Skip to main content

Utility to compute sparse TF-IDF vector representation for dataset in the document_tracking_resources format based on a feature file.

Project description

Compute TF-IDF weights for texts

Compute TF-IDF weights for tokens, lemmas, entities, etc. of your datasets from a file that contains features.

Installation

pip install compute_tf_idf_weights

Pre-requisites

Dependencies

This project relies on two other packages: document_tracking_resources and document_processing. This code needs to have access to those packages.

Data

spaCy resources

As this package uses the document_processing package, spaCy models are given in order to process the documents of the corpus. You then need to install spaCy models for your languages.

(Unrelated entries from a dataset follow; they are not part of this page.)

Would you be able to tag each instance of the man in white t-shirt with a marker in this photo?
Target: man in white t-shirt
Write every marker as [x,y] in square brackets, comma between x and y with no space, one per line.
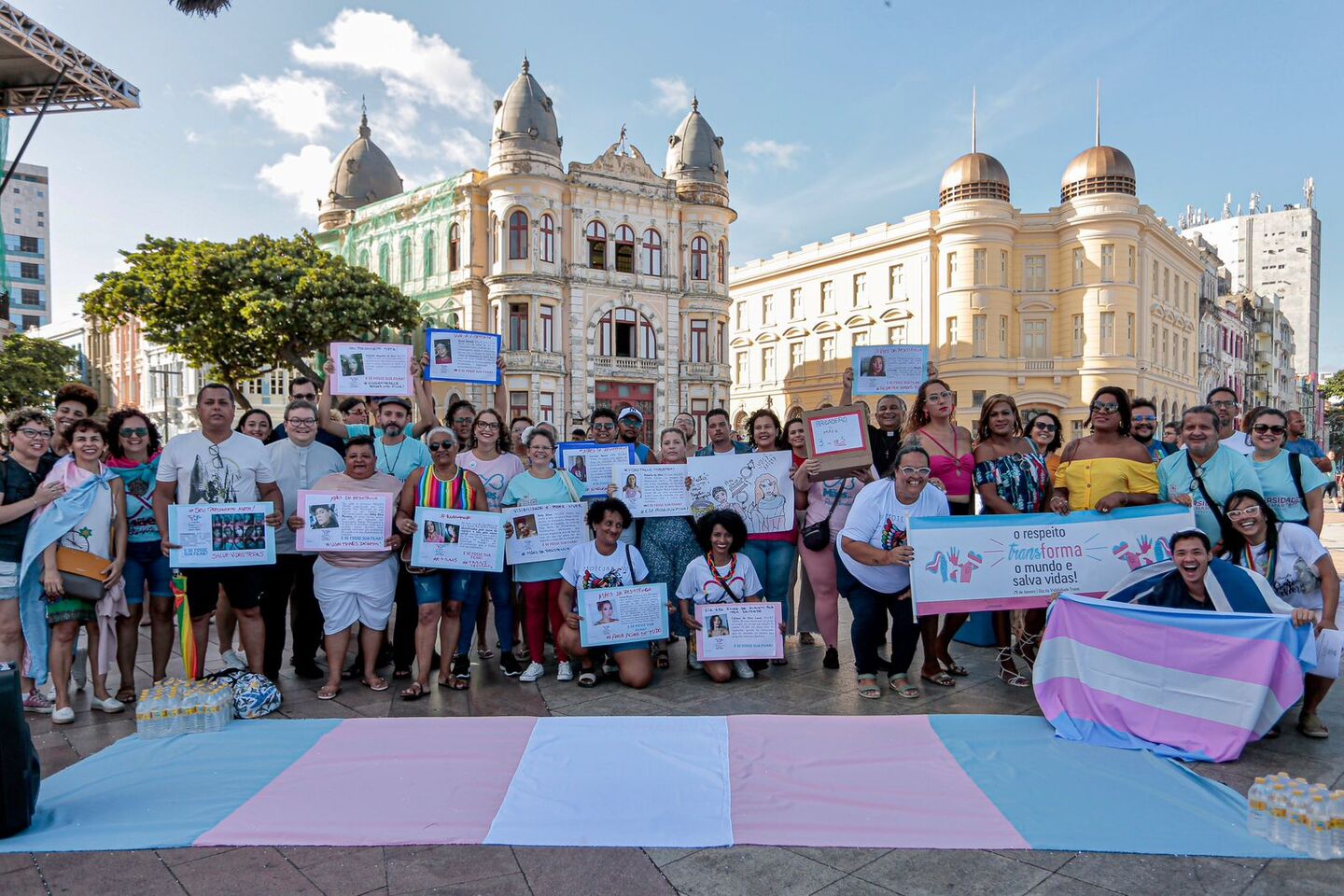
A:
[217,465]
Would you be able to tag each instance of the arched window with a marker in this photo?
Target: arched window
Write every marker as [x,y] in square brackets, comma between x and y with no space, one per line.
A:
[626,333]
[625,248]
[547,238]
[518,235]
[597,245]
[699,259]
[652,253]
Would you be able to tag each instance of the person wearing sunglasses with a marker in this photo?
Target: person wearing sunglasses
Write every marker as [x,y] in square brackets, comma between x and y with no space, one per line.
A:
[1144,428]
[1298,568]
[1289,481]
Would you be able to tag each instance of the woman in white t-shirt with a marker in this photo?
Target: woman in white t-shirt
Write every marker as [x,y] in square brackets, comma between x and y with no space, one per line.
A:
[604,563]
[721,575]
[874,569]
[1298,568]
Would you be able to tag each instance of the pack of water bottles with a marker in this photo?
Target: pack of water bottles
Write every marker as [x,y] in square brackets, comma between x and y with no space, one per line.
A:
[1307,819]
[176,707]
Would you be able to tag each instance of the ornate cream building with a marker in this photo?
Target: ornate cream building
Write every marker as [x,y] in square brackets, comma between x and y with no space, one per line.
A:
[605,280]
[1046,306]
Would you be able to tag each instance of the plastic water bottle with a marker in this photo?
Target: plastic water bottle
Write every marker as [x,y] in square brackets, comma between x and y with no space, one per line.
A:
[1257,809]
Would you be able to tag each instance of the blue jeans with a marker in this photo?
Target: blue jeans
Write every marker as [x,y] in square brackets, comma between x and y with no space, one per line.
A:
[773,562]
[501,594]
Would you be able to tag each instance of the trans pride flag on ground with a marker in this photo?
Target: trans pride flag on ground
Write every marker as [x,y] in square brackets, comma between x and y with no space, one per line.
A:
[1188,684]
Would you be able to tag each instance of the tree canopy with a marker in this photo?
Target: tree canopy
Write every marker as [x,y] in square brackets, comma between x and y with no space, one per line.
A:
[249,306]
[31,370]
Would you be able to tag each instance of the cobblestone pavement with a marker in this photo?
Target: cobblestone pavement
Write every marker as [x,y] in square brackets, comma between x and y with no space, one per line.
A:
[801,687]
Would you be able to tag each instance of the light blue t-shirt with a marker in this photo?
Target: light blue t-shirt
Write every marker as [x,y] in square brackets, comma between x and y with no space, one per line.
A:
[1277,483]
[1224,473]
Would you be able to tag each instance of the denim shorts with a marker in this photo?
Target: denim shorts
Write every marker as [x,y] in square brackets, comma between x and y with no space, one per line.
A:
[146,563]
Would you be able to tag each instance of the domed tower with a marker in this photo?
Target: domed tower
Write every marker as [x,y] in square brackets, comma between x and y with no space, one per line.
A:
[363,175]
[525,137]
[695,161]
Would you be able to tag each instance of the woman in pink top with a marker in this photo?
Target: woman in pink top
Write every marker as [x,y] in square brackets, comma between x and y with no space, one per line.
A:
[933,424]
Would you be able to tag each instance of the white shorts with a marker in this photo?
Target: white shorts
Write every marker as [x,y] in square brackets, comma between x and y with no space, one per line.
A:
[355,594]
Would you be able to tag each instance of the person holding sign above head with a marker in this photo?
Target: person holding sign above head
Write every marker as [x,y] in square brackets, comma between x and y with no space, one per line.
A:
[539,581]
[873,572]
[1013,479]
[446,596]
[721,574]
[604,563]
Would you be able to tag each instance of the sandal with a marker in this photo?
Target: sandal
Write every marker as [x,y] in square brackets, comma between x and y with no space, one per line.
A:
[901,684]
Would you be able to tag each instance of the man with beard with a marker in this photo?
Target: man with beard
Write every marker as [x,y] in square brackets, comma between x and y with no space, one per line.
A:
[1144,428]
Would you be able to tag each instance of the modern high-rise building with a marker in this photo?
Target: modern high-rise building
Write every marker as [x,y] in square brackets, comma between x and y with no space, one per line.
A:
[26,220]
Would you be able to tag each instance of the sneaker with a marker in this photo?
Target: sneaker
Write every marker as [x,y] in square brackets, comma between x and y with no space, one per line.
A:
[35,702]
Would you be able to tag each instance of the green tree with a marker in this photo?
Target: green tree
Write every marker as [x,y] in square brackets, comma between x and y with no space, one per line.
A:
[249,306]
[31,370]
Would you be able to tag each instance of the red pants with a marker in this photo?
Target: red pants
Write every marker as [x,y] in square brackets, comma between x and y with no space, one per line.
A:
[542,602]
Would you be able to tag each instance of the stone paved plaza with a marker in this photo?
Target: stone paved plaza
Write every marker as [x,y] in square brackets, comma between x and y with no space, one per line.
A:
[801,687]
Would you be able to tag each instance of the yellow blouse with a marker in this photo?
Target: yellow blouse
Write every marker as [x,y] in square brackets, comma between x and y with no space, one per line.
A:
[1090,481]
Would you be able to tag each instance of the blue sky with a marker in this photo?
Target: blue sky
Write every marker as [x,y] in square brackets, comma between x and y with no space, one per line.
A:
[836,116]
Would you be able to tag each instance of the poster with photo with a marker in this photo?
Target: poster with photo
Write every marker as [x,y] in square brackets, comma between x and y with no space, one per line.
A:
[220,535]
[890,370]
[738,632]
[590,464]
[469,540]
[463,357]
[344,522]
[652,489]
[620,615]
[754,485]
[544,531]
[371,369]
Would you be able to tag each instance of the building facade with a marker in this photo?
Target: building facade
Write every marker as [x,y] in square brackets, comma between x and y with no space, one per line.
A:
[26,220]
[1046,306]
[607,281]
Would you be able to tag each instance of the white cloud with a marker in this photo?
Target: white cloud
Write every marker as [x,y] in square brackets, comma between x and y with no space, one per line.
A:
[674,95]
[413,67]
[776,153]
[304,176]
[293,103]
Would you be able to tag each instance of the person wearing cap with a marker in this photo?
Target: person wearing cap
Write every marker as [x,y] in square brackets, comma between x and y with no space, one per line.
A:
[629,424]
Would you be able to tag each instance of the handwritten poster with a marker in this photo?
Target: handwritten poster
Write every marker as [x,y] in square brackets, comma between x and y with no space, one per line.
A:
[469,540]
[738,632]
[544,531]
[463,357]
[657,489]
[371,369]
[620,615]
[344,520]
[220,535]
[754,485]
[590,464]
[882,370]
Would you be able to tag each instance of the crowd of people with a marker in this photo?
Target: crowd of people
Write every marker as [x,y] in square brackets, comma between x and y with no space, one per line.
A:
[85,536]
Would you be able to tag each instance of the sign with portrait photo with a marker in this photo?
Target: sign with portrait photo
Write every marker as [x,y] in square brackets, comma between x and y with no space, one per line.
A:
[463,357]
[344,522]
[371,369]
[220,535]
[620,615]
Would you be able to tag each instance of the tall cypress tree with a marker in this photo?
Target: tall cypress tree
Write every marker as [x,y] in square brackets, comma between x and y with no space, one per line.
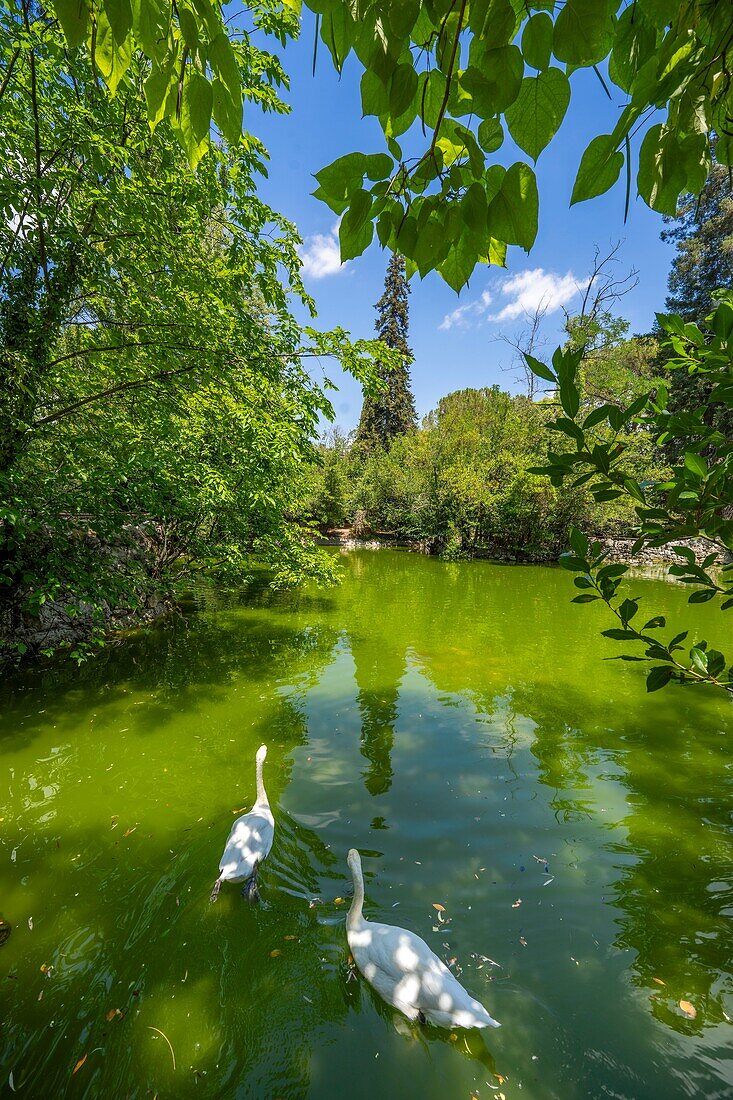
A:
[391,413]
[702,233]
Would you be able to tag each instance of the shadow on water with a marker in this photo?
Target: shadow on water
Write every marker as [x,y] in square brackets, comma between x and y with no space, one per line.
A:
[492,736]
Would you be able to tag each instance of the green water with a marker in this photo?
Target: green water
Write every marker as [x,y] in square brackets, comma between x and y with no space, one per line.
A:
[456,724]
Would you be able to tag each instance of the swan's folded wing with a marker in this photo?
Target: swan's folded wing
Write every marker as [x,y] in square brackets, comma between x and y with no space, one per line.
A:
[409,975]
[249,842]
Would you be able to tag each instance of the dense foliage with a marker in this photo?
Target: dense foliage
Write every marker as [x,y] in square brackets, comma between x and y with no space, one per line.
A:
[155,415]
[693,499]
[390,410]
[447,77]
[465,481]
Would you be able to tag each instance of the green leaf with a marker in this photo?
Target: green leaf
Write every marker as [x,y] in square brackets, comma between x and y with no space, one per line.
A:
[474,208]
[571,561]
[699,658]
[74,18]
[665,163]
[456,268]
[357,230]
[223,63]
[539,369]
[119,13]
[583,31]
[696,463]
[492,21]
[701,596]
[627,609]
[341,178]
[402,89]
[491,135]
[430,96]
[227,112]
[493,78]
[658,677]
[535,116]
[569,397]
[160,90]
[579,542]
[513,212]
[112,57]
[600,166]
[537,41]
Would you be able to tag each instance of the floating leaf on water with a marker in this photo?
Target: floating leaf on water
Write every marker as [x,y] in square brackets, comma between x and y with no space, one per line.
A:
[150,1027]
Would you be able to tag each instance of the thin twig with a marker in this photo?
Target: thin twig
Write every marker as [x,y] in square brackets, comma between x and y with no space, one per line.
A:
[150,1027]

The following mapping is used, and you should download the models if you want to process those languages.

model_names = {
    "deu": "de_core_news_md",
    "spa": "es_core_news_md",
    "eng": "en_core_web_md",
}

The feature files

This program computes TF-IDF vectors according to an external database of document features. You can get them by looking at the two projects below:

  • twitter_tf_idf_dataset: used to create a features document to compute vectors using a database of thousands of Tweets from many press agencies or online newspapers.
  • news_tf_idf_dataset: used to create a features document to compute vectors using thousands of scrapped Deutsche Welle articles from which the content is extracted.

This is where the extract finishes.